The Health Care Payment and Learning Action Network (HCPLAN) recently held its first summit in Washington, D.C. I joined about 250 healthcare industry leaders at this event, which demonstrated that this group will play a significant role in shaping health care’s transition from fee-for-service to value-based-care models.
The U.S. Department of Health and Human Services (HHS) created the HCPLAN earlier this year towards the goal of moving 30% of Medicare reimbursements to alternative payment models in 2016 and 50% by 2018. Through the HCPLAN, HHS will work with private payers, employers, consumers, providers, states and state Medicaid programs, and other partners to expand alternative payment models into their programs.
Two of the main topics at the summit were the Alternative Payment Model (APM) Framework and Medicare Access and Chip Re-authorization Act (MACRA). Here’s a summary of key points in each of those areas:
1) The Alternative Payment Framework and Progress Tracking (APM FPT) Work Group recently published the APM Framework White Paper. While generally supportive of the framework and the work being done, attendees called for clarification in certain areas, including:
- Clearly distinguish between delivery models and payment models. Right now they are often mixed despite meaning different things to providers, patients and software developers.
- Identify and document the likely required investment to prepare for and become part of an APM. The provider communities will need a clearer understanding of the return on investment (ROI) to address concerns about upfront investment.
- Address the lack of reporting, quality measure and practice transformation requirement standards across many of the existing alternative payment models.
2) Patrick Conway, Deputy Administrator for Innovation & Quality, CMS Chief Medical Officer, and Mai Pham, CMS Innovation Center Chief Innovation Officer, reviewed the Medicare Access and Chip Re-authorization Act (MACRA). Commonly referred to as the SGR repeal bill, the MACRA was signed into law in April and introduced significant changes to the physician reimbursement model. Key learnings included:
- The law was structured to speed the transition to value-based care.

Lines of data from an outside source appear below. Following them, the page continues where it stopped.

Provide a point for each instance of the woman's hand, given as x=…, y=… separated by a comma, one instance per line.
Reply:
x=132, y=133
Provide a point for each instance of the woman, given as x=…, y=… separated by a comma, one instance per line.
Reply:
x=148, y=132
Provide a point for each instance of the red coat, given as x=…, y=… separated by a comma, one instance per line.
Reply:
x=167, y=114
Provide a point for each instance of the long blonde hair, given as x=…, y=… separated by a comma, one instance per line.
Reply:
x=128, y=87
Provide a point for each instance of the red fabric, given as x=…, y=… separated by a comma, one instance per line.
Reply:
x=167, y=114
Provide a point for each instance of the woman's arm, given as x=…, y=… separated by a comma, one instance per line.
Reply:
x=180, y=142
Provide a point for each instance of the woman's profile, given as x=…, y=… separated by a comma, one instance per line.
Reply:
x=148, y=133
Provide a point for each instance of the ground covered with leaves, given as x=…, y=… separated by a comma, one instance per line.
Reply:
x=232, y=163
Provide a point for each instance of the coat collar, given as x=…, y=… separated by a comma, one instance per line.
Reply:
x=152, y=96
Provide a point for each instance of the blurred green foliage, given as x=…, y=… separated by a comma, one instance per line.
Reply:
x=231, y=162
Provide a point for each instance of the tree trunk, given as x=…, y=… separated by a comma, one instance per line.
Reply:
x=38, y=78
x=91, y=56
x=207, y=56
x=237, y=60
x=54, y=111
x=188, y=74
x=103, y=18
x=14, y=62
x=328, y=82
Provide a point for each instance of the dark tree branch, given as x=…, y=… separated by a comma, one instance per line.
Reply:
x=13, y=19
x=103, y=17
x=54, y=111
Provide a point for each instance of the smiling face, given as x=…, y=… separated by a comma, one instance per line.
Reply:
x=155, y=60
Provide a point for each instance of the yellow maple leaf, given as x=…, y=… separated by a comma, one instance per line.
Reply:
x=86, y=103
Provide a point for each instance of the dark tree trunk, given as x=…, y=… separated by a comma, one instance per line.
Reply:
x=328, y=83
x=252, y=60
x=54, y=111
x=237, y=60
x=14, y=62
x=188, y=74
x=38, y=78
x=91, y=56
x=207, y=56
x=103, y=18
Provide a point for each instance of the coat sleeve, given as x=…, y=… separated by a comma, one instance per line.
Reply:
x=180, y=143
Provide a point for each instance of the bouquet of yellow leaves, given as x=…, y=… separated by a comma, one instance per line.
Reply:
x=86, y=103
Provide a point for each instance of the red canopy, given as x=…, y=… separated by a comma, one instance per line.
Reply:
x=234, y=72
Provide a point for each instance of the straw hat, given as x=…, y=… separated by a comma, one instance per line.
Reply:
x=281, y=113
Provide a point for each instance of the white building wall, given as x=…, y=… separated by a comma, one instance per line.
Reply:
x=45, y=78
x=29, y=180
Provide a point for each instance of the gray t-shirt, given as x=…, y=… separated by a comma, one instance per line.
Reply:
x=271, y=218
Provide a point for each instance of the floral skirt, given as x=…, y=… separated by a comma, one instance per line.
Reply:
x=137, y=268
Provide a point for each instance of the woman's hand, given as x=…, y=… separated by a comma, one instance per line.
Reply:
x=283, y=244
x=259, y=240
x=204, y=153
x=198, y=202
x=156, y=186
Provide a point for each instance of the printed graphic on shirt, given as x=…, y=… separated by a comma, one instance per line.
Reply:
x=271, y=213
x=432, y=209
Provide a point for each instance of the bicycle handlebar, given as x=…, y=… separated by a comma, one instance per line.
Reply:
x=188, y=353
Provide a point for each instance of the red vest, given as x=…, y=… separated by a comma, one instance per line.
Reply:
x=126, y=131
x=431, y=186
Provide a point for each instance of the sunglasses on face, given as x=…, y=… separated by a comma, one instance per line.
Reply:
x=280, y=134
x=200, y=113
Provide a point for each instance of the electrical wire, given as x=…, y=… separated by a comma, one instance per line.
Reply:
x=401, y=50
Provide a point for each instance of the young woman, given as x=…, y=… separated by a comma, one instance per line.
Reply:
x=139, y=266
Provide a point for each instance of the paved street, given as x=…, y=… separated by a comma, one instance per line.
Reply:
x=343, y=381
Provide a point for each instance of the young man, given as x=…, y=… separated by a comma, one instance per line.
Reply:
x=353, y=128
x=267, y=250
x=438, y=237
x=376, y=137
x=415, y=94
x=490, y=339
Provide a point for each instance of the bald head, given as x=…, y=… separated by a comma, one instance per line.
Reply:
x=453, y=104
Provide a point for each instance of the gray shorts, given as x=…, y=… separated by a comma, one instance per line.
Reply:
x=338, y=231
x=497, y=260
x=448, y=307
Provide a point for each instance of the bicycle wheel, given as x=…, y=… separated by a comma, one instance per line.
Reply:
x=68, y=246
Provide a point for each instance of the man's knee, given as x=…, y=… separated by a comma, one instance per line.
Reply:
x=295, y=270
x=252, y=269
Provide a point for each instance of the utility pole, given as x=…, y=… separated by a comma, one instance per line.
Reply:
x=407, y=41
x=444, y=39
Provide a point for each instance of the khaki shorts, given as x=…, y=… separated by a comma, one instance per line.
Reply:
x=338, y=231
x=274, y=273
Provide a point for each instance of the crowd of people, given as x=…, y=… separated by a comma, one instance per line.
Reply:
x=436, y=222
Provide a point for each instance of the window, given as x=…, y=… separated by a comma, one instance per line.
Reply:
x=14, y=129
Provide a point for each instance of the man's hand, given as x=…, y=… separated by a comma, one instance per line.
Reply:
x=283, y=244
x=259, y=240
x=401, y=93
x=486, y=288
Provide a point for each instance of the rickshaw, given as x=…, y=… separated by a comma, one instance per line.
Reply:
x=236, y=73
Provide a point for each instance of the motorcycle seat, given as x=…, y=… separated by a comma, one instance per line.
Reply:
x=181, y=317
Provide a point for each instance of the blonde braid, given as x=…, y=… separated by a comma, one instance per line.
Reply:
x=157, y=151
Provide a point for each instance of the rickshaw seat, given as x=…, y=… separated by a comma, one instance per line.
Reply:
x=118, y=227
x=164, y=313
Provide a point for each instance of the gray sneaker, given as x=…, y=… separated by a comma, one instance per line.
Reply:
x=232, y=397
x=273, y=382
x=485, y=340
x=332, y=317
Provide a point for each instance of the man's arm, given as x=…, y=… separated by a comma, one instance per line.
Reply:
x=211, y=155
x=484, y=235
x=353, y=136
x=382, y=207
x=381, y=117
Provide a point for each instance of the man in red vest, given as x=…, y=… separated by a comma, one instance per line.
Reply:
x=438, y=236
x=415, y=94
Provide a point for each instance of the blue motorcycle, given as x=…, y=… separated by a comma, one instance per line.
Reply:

- The Value Based Modifier, PQRS, and MU programs will sunset in 2018 and become part of the new Merit-Based Incentive Payments System (MIPS).
- Bonus payments will be available to providers that participate in eligible alternative payment models (APMs).
- The law removed penalties from the MU program for EPs starting in 2018.
- The new payment models will take effect in 2019, but payment adjustments will be based on prior years’ performance.
- CMS gathered feedback through November 17, 2015; the proposed rule is expected in early spring 2016 and the final rule in early fall of 2016.
The wide engagement by stakeholders who attended the meeting from across the industry demonstrates that the HCPLAN will have a significant impact in shaping industry and CMS models moving forward. Allscripts will continue to be an active participant in the HCPLAN to represent our clients as the industry moves to value-based care.